As-tu également un rituel à nous conseiller pour initier l’année qui vient ?

Apres avoir fait le bilan au mois de décembre de savoir ce que je garde, ce que je laisse ou ce que je transforme, c’est le bon moment de poser ses intentions et de se projeter sur ce que j’ai vraiment envie de voir naître au printemps. Je trouve que le tableau de vision est un très bel outil pour ça et que le mois de janvier est le moment idéal pour le faire. Je concrétise mes intentions en découpant, en dessinant en créant… On se met face à notre page blanche et on voit ce que l’on a envie de raconter, de créer.
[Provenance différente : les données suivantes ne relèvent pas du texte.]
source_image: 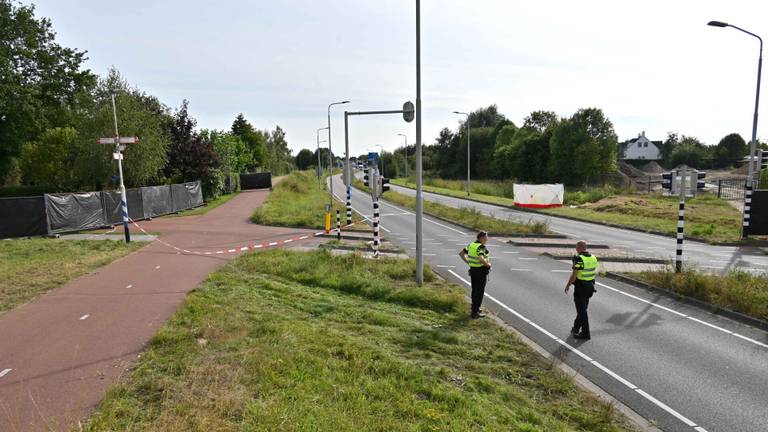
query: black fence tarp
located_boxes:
[141,185,173,218]
[0,196,48,238]
[747,189,768,235]
[45,192,107,234]
[101,189,144,225]
[240,173,272,190]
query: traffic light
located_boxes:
[696,171,707,189]
[661,172,672,190]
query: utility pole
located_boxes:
[675,165,688,273]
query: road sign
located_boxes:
[96,137,139,144]
[403,101,416,123]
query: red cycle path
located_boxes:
[0,191,311,432]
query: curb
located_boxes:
[395,184,768,246]
[605,272,768,331]
[541,252,669,264]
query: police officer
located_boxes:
[459,231,491,318]
[565,241,597,340]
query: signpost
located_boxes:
[96,93,139,243]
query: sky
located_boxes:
[30,0,768,156]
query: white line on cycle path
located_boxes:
[448,270,706,432]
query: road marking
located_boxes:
[448,270,706,432]
[596,282,768,348]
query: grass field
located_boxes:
[353,179,549,235]
[84,250,631,431]
[627,270,768,320]
[170,192,240,217]
[392,179,741,242]
[0,238,146,313]
[251,171,360,229]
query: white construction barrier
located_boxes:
[513,184,565,208]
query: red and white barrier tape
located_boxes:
[130,219,364,255]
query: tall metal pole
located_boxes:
[416,0,424,286]
[398,134,408,180]
[328,101,349,206]
[317,126,328,180]
[708,21,763,239]
[453,111,472,195]
[112,93,131,243]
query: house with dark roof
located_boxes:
[619,131,662,160]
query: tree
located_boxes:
[0,0,96,178]
[296,149,317,171]
[21,127,78,191]
[163,100,218,188]
[714,133,749,167]
[549,108,618,184]
[232,113,268,171]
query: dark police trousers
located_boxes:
[469,267,488,315]
[573,281,595,337]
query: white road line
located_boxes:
[448,270,706,432]
[597,282,768,348]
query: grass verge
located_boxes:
[627,270,768,321]
[391,179,741,242]
[84,250,630,431]
[170,192,240,217]
[251,171,360,229]
[0,238,146,313]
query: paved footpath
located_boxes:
[0,191,316,432]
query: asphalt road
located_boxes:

Merci beaucoup pour le temps que tu as accordé à Sorae, Pascale. Est-ce que toi tu as un message à nous faire passer pour terminer notre entretien ?

Oui j’ai envie de rajouter un petit message : on est tous acteurs/actrices de ce nouveau monde qui pour moi n’est pas encore né. Mais on aspire tous à quelque chose de plus joyeux, de plus harmonieux, de plus beau… C’est bien d’en avoir l’intention mais je trouve que c’est important que chaque personne individuellement fasse un geste vers cet objectif-là. Dans l’idée des colibris de Pierre Rabhi, c’est intéressant de se poser la question : quelle est l’action concrète que je mène en 2022 même si j’ai l’impression que c’est un petit geste ?

Et surtout de rester dans la bienveillance par rapport aux choix des uns et des autres, de rester dans l’ouverture du cœur. Chacun détient sa vérité et c’est bien là toute la complexité de l’humain. Et c’est exactement ce que nous révèle la situation actuelle : accueillir le fait que l’autre puisse avoir un avis différent, sans que l’un ou l’autre veuille l’imposer.